Paul Krugman, the Nobel Prize winning economist who likes to explain things to we mortals via the New York Times, is a man some people love to hate, right along with the Times. But we’re not about hatred here, we’re about the science of Bitcoin, so we want to point out to the good Nobelist just how he got it wrong in his “Bits and Barbarism” op-ed piece of December 22 in the Newspaper of Record.
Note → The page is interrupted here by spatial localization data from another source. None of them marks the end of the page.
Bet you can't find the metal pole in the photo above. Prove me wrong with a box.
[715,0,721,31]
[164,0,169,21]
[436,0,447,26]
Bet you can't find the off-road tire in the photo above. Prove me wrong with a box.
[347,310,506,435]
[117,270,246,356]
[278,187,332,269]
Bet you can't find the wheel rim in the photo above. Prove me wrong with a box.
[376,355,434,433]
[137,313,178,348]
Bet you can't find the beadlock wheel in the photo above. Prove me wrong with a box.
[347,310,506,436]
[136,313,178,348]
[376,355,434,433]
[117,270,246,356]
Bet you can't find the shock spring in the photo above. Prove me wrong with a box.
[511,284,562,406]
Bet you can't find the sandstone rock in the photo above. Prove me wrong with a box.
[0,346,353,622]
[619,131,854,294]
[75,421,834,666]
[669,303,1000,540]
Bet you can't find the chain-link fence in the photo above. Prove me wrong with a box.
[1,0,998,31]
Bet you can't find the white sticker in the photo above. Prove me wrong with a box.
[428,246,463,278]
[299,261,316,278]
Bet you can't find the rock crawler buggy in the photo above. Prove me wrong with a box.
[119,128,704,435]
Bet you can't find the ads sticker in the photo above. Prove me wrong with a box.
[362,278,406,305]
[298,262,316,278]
Krugman is absolutely right about the barbarism of gold, past and present. For the vast majority of people, finding gold in your neighborhood is like the curse of oil; it benefits only the elites who can mine it, store it, and transport it. For everyone else, it is a disaster. Ask the Tainos, Caribs, the Aztecs. Ask folks in present day Papua, South Africa, Congo, Peru or Nevada how much Gold 1.0 is doing for them.
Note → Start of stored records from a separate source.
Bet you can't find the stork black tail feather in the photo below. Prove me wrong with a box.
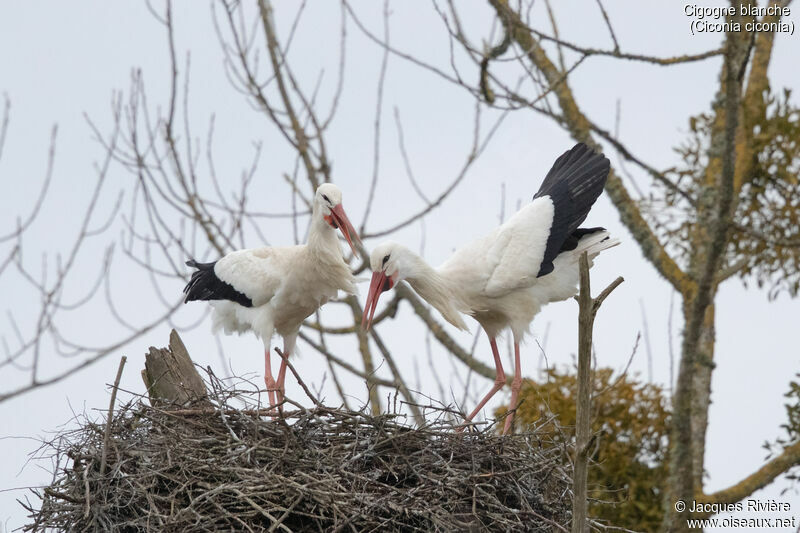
[186,259,215,270]
[536,227,611,277]
[559,226,607,252]
[183,259,253,307]
[534,144,610,277]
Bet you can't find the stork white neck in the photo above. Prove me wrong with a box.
[306,203,356,294]
[308,210,342,257]
[398,252,469,331]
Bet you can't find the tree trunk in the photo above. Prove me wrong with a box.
[663,23,748,531]
[691,304,716,492]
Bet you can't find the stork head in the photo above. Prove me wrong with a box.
[362,241,409,331]
[315,183,361,255]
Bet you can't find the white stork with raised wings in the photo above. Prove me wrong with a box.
[362,144,618,434]
[184,183,360,408]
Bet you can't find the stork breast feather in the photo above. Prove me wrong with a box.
[482,198,553,298]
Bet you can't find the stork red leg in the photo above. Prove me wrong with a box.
[503,342,523,435]
[275,351,288,405]
[275,336,296,406]
[264,348,277,408]
[464,338,506,426]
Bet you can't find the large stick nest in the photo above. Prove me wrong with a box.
[25,382,573,532]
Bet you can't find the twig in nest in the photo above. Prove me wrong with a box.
[100,355,126,476]
[275,347,323,408]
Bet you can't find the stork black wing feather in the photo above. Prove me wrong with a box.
[183,259,253,307]
[533,143,610,277]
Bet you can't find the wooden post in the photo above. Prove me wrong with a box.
[141,329,208,405]
[572,253,623,533]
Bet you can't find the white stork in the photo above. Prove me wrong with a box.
[184,183,360,408]
[362,143,618,434]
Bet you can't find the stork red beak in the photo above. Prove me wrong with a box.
[327,204,361,256]
[362,270,393,331]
Where Krugman is wrong is in taking at face value (pun intended) the notion, spread by some media outlets, speculators and others that Bitcoin is Gold 2.0. It isn’t. In fact, the differences between Bitcoin and gold could not be more stark. The only intersection is a political one, an intersection of two different camps in a narrow political space that exists to push against a perceived common foe: central banks, federal governments and international cabals of the uber rich. This has nothing to do with the fundamental tendencies of these two, very distinct entities. Look at the rhetoric of gold fanatics. They do, as Krugman says, look to the (imaginary) past. Look at the aspirations of the Bitcoin community. They are solidly fixed on the future.
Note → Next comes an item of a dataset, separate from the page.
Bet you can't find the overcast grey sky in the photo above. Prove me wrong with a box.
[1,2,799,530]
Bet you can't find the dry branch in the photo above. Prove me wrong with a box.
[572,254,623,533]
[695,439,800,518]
So let’s look at the differences between gold and Bitcoin. Gold is a physical representation of wealth created by the exploitation of land and human labor, be it slave, wage-slave or serf. Its very nature makes it amenable to centralization and hoarding in banks. It is difficult to transport and exchange, and it is relatively easy to guard with a few guns. It accumulates to those with ships and armies. Bitcoin is a digital representation of wealth created by the exploitation of non-human labor, that is, computer power. Its very nature makes it amenable to decentralization and networked distribution. It is easy to transport and exchange and it is (therefore) more difficult to guard. It will tend to accumulate with those within the network who facilitate its transaction. In this regard, it is much more like paper money than gold.
Gold is the natural preference of the already rich, and the envy of those who want to be like them. It is the store of wealth for those who can afford to hoard it. Bitcoin is the natural preference of those who are not rich, for whom the cost of every transaction is a burden; it is ideal for those who do not have the ability to accumulate large amounts of capital because poverty keeps them living hand-to-mouth.
Yes, Mr. Krugman, I agree with you about the barbarity of gold. But if you would just take the time to actually examine the nature of Bitcoin instead of using the misperceptions of others as a cudgel against Bitcoin, perhaps you’d discover something.
Isn’t discovering things that are new and perhaps not as they appear in popular misconceptions what Nobel Prizes are awarded for?